Sì, non pensavo. Noi nuotatori non siamo abituati a vedere così tante persone in piscina, ma avere uno stadio da 15-20 mila persone pieno già dal mattino a vedere le batterie è stato veramente bello.
Come si fa ad essere così bravi in tanti stili diversi?
Sicuramente c'è un lavoro specifico per ogni stile, ma conta anche la predisposizione, che per ognuno di noi è in genere per un paio di stili. Dalla mia parte ho sicuramente il fatto che il mondo paralimpico si sta sviluppando fortemente solo negli ultimi anni e al momento la grande concorrenza c’è nello stile libero, che è praticabile da un maggior numero di atleti con disabilità rispetto alla rana o al delfino.
A cosa si deve questo sviluppo?
Noi atleti cerchiamo di mandare quanto più possibile un messaggio ai più piccoli e alle loro famiglie, perché quanto prima i ragazzi si avvicinano al mondo paralimpico, tanto prima riusciranno a superare un eventuale trauma o limiti che a volte ci si autoimpone, allenarsi per diventare forti e togliersi grandi soddisfazioni.
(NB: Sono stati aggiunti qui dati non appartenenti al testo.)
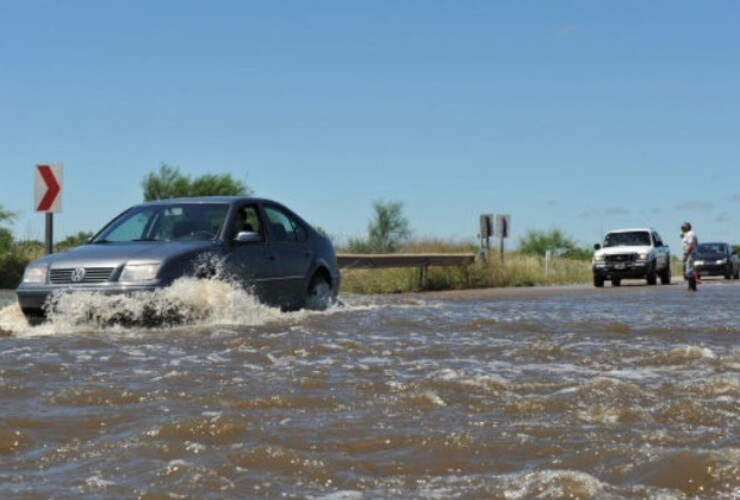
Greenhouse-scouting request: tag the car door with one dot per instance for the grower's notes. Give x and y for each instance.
(291, 252)
(251, 263)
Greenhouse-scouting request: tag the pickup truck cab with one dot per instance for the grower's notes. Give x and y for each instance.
(632, 253)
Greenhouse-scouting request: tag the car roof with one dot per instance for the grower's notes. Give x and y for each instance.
(631, 230)
(209, 199)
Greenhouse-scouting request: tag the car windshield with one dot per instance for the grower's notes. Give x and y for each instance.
(630, 238)
(711, 248)
(176, 222)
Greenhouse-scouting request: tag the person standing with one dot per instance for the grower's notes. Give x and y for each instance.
(688, 245)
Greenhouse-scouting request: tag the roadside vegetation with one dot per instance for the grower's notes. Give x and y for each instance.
(388, 232)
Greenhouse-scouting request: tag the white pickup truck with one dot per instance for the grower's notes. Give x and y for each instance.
(632, 253)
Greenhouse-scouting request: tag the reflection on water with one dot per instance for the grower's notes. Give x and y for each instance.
(568, 392)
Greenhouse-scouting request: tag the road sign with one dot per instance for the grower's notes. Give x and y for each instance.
(48, 188)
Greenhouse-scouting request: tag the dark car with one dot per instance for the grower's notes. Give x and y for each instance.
(275, 252)
(717, 259)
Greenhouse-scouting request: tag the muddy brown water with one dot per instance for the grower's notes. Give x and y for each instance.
(628, 392)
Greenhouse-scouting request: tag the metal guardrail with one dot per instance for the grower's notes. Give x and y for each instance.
(420, 260)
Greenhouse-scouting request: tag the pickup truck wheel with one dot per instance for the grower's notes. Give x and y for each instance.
(652, 276)
(665, 275)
Difficile chiederti in quale stile sei più forte, ma ne hai uno prediletto?
Direi la rana, ma anche il delfino. Nella rana ero competitivo anche prima dell'incidente (avvenuto nel 2013, compromettendo la gamba sinistra con lesioni permanenti, ndr), ma l’ho poi abbandonato per i problemi alla gamba, focalizzandomi sul delfino, per poi dedicarmi nuovamente a entrambi quando ho iniziato a lavorare per le classificazioni nel mondo paralimpico.
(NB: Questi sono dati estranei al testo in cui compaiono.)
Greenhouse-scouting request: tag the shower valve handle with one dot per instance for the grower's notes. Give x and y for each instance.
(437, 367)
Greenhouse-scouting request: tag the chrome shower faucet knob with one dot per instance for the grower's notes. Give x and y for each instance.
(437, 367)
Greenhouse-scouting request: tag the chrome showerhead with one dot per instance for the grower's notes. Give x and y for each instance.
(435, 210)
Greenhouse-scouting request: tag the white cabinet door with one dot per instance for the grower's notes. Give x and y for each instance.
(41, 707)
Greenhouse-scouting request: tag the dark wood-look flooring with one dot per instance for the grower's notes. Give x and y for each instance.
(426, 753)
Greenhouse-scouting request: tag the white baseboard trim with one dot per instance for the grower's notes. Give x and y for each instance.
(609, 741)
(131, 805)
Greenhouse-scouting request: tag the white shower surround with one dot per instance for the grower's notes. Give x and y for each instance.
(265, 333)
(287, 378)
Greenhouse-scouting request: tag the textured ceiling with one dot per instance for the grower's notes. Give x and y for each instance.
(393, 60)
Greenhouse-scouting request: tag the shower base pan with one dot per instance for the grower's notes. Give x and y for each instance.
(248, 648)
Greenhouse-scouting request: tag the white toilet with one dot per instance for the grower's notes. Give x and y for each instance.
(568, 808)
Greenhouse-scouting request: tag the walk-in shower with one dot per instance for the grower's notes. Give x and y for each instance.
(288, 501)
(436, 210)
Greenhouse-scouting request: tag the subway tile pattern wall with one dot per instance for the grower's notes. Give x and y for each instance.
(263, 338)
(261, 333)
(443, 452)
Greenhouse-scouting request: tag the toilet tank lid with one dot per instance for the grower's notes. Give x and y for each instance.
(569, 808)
La medaglia più sofferta qual è stata?
I 100m delfino, non ce la facevo più. Arrivavo da quattro giorni di gare e l’atleta ucraino nella corsia a fianco non si allontanava mai da me. Ho pensato a tutto il lavoro fatto, ho messo giù la testa e sono andato.
E quella che ti ha emozionato proprio di più?
Non l’ho mai detto, ma il giorno dopo essere arrivato a Parigi è mancato mio nonno e volevo assolutamente riuscire a vincere una medaglia per dedicargliela. Dopo l’ottimo risultato nelle batterie dei 50m stile, il primo giorno, stavo già pensando al podio, ma nella finale ho fatto degli errori e sono arrivato quarto. La medaglia è arrivata il giorno seguente nei 100m rana ed è stata un’emozione fortissima, così come lo è stata la medaglia nella staffetta, vinta insieme alla mia compagna (la nuotatrice paralimpica Giulia Terzi, ndr), con nostro figlio sugli spalti: è stata la giusta e degna conclusione.
Tuo figlio Edoardo ha cambiato in qualche modo il tuo essere atleta?
Ora cerco di allenarmi il più in fretta possibile per tornare a casa a stringerlo e godermelo, lo terrei sempre in braccio.